Lights, camera, and action… are all badly needed by this group of people.

Publisher: Crooked Cat
Pages: 300
Type: Fiction
Age: Adult
ISBN: 978-1-721-12292-9
First Published: 1st August 2018
Date Reviewed: 21st August 2018
Rating: 4/5

Actress Tara’s director boyfriend becomes interested in a rising reality star and the resulting fallout shatters Tara’s professional image. When she receives a letter from an elderly woman, inviting her to take over a dance school (the real reason is to help save the old pavilion) she decides to go for it, moving from London to the south coast. But there’s more to Kitty’s request than she included in the letter, more than any meetings and debates with councils.

The Theatre Of Dreams is a contemporary story of historical conservation, with a healthy dose of mystery. Told via two characters, one in the first person, the other in the third, it gives a good view of the past and present and ensures all questions, whether explained openly to other characters or not, are answered for the reader.

Travers has constructed a good tale; seemingly nice but ordinary for a while, there comes a point where the first mystery element makes an appearance, and this then runs parallel to the main story, pushing the interest up several levels.
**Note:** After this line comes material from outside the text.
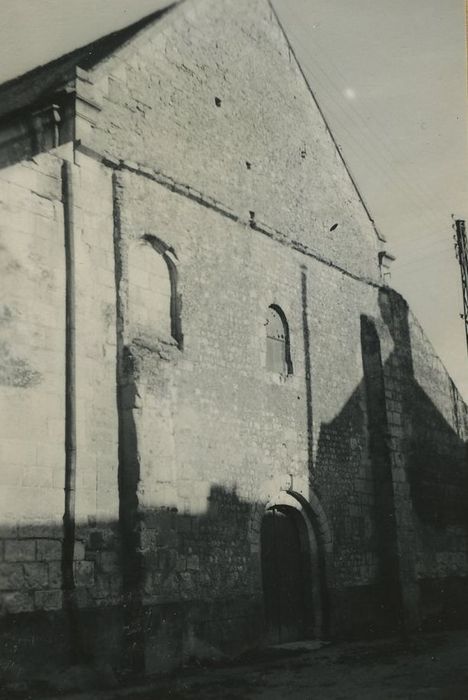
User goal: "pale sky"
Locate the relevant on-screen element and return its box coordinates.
[0,0,468,399]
It adds a completely new dimension and genres that move the novel, particularly the final third, into page-turner territory, somewhere between a casual whodunnit and a cosy mystery, whilst never losing the easy-going nature of the narrative.

Characterisation is fair, with most time understandably going to Tara, who gets a complete, realistic, life change. She’s as important as the fight to save the pavilion.

The pavilion itself is what the story revolves around but it would be prudent not to expect to see a result here – the book is about the journey to start the restoration rather than about the restoration itself, with Kitty desperate to find a way out of the bind her family have put her in of selling off the pavilion to developers. The fictional history looks at stories from factual places (the building is based on Lee-On-Solent’s old Lee Tower) and calls to mind similar, factual, stories of campaigns to save history.

There’s but one issue and that’s in the book as a product; there are a lot of proofreading errors – spelling, grammar – that, whilst not on every page, are numerous enough to be noticeable and do on occasion mean you have to stop reading to work out the meaning behind the sentence. The language itself is good and Travers’ style confident – the errors are an editing stage problem.

Besides the errors, the book is great. It’s one you can pick up for a chapter or two but quickly find yourself wanting to carve out time for, and the subtle elements of mystery that Travers includes make you want to race through the end to find out what’s happened.

I’ve met the author a couple of times.